5-4. 貧心紋

 そうして眼鏡が連絡をつけた人間が巫海石ウーハイシ―とかいう男だった。

私は訊いた。

「中国人かね」

「日本人だ。帰化してる」

「中国読みの名前だが」

「そっちの方が親しみがあるからそう呼んでるだけだ」

「それにしても中国人かね」

「……何か文句でもあるのか? お前のトラブルを解決してやろうとしてるんだが?」

 そうなのだが。やむを得ん。背に腹は代えられぬ。


 それから眼鏡はまた電話をかけて、何やら話し込んだ。少し時間が経ってから、眼鏡のスマホにまた着信があった。しばし画面を見てから、満足したようにポケットにしまう。

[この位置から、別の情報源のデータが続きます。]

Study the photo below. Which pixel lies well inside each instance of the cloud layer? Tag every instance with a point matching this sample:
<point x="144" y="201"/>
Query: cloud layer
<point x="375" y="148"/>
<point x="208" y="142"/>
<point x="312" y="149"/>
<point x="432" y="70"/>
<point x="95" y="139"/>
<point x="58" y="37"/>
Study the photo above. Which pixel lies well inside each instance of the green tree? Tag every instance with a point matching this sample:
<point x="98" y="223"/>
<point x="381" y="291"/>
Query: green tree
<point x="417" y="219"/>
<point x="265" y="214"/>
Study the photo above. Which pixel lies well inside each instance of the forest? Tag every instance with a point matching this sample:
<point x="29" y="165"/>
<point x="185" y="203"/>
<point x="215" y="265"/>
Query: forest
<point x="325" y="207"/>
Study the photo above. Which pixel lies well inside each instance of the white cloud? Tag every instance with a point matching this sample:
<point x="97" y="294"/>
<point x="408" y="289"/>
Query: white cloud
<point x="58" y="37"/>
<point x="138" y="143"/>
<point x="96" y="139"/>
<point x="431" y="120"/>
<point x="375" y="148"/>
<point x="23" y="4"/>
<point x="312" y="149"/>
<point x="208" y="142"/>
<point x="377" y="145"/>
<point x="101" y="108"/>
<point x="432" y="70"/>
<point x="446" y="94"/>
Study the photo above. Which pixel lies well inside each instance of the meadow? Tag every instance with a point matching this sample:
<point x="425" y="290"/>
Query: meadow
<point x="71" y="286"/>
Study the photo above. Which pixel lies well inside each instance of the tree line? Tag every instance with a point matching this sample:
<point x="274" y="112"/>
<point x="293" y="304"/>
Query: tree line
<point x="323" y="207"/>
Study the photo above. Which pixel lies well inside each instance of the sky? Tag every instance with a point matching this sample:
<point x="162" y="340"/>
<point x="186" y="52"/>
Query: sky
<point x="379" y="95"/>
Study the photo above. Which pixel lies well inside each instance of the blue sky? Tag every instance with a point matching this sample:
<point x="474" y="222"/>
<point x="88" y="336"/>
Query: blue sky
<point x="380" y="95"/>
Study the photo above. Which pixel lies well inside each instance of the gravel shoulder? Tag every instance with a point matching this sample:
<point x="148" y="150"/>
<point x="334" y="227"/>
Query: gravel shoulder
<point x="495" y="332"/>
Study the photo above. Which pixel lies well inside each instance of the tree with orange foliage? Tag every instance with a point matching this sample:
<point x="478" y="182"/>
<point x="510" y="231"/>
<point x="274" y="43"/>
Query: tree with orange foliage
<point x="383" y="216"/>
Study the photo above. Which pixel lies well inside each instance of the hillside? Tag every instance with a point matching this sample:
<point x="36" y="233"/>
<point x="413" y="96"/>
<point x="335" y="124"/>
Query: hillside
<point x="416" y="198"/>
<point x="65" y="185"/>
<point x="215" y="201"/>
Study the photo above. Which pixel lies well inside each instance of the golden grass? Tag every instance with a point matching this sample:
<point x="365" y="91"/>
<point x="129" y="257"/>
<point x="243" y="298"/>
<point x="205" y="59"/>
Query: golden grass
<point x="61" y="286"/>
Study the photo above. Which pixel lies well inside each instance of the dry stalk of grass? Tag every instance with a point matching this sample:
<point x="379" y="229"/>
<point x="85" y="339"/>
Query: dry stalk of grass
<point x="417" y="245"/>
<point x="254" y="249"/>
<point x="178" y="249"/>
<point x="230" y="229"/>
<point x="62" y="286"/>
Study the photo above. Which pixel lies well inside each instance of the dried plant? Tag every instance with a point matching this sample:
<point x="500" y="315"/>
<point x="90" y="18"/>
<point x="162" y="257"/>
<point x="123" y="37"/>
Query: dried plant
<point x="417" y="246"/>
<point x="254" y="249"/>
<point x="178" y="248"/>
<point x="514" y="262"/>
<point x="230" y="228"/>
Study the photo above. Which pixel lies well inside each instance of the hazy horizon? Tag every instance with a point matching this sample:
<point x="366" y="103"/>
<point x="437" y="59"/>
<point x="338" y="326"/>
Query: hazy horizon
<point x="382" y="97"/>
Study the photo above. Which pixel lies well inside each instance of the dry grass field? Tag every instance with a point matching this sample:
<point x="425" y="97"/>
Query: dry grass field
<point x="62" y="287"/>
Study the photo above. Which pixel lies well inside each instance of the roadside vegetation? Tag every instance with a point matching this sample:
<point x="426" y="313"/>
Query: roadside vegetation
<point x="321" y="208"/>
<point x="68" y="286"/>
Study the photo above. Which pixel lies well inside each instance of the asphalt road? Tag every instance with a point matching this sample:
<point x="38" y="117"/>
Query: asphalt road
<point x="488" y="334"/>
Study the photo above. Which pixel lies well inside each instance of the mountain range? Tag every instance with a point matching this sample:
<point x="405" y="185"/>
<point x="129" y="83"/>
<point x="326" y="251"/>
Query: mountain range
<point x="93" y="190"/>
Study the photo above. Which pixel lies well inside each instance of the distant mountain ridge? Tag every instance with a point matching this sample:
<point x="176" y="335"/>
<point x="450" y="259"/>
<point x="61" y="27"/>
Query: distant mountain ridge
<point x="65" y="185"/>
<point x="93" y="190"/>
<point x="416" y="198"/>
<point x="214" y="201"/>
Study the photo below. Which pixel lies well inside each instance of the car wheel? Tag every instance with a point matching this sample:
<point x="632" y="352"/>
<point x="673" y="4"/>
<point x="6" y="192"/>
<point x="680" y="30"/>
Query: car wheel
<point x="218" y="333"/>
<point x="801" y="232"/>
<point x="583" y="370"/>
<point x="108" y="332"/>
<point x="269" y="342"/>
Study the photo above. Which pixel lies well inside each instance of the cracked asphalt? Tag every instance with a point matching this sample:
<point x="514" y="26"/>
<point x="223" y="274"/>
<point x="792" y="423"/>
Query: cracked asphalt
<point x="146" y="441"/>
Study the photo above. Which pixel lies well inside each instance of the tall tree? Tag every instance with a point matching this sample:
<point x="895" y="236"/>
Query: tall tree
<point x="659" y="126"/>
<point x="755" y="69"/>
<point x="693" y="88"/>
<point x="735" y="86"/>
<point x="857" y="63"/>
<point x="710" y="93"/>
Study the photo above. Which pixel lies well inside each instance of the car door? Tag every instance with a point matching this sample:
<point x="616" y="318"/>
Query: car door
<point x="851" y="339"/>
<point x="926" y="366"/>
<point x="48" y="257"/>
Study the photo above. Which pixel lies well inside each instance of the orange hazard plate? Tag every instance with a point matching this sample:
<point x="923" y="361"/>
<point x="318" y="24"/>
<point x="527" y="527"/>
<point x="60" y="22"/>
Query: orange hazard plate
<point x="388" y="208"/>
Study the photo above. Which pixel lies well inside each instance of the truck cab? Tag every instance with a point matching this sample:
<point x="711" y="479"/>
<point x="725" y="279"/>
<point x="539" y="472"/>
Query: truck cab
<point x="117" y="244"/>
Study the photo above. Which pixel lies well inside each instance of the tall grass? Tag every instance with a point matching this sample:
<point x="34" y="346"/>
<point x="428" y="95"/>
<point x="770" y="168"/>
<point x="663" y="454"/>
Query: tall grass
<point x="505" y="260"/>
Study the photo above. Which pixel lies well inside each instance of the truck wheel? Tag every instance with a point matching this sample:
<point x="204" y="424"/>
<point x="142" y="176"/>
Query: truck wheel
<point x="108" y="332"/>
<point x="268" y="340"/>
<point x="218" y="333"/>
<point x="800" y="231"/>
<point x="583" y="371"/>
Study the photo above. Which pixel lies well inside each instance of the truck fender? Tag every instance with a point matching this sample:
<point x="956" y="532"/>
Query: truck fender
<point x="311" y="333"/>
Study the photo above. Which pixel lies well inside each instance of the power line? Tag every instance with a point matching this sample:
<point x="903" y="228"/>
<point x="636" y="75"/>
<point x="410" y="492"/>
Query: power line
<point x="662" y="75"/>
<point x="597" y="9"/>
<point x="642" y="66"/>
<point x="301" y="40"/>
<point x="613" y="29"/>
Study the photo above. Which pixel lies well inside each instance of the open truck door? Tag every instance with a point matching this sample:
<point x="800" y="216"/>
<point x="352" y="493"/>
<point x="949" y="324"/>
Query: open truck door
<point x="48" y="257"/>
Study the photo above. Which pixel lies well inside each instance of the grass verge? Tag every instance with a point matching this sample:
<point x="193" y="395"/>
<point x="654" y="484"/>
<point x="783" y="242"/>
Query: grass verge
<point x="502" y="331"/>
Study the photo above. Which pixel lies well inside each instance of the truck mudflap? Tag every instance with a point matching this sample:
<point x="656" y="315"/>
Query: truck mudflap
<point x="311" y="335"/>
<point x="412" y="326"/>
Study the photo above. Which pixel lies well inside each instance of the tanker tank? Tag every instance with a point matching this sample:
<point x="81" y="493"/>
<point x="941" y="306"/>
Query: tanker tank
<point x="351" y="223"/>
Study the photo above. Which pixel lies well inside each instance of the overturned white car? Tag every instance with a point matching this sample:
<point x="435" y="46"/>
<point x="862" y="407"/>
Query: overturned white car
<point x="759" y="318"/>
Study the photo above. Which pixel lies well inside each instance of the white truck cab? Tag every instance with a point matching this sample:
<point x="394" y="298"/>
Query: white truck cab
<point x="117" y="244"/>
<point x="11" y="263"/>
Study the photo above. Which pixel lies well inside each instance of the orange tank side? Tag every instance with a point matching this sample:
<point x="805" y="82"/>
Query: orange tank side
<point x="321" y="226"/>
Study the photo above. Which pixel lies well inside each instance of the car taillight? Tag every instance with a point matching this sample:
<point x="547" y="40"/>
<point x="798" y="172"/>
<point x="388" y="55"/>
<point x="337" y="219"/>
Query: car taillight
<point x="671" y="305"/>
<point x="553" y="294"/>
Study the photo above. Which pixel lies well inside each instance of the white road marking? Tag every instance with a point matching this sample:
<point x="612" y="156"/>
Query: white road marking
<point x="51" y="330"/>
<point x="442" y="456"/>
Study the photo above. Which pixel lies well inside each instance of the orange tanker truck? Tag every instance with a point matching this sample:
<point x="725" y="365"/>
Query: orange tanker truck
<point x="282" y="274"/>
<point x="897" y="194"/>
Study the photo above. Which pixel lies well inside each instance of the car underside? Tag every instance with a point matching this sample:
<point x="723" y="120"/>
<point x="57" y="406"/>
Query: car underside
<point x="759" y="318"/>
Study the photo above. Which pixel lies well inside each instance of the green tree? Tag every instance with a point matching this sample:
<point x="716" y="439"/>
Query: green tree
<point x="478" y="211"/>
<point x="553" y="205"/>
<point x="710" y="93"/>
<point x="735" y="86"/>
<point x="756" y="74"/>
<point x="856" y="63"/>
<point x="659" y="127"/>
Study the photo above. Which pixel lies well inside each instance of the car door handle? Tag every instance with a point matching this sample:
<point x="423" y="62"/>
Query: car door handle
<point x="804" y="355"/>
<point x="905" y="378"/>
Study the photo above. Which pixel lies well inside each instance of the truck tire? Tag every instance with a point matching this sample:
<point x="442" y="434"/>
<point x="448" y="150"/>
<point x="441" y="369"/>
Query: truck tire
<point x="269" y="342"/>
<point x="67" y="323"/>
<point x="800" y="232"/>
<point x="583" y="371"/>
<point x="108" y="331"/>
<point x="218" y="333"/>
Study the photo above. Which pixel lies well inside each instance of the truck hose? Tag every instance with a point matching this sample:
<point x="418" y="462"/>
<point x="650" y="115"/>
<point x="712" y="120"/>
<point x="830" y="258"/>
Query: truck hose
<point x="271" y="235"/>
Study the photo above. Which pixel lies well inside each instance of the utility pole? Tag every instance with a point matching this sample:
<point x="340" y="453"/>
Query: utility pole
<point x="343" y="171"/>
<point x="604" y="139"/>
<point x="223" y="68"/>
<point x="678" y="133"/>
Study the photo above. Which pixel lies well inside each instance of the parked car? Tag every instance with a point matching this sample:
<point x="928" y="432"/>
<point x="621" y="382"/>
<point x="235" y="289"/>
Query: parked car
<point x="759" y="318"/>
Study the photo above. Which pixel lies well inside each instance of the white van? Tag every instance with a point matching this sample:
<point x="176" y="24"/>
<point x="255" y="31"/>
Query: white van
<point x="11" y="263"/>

 そしてウーとかいう男がやってきた。小柄でにこやかな男性で、確かにそうと言われなければ日本人に見える風貌だったが、目元の辺りに何となく大陸を思わせる雰囲気があった。


「仕事中でしたけど無理矢理有休とって来ましたよ」

 笑いながら、ウー。

「急いで私に聞きたいことがあるとのことでしたが?」

「二人の手を見て欲しい」

 眼鏡が私と孝彦くんを示す。

「共通点を見つけて欲しい。なるべく早く頼む」

「はいはい。掌を見せてください……」

 言われるまま、私と孝彦くんは掌を見せる。ウーとかいう男が、私の手に触れまじまじと見つめる。

「何だか占いみたいですねぇ」

 春風堂のご主人。私は一度もその手のサービスを利用したことはないが、確かに言われてみれば、何となく。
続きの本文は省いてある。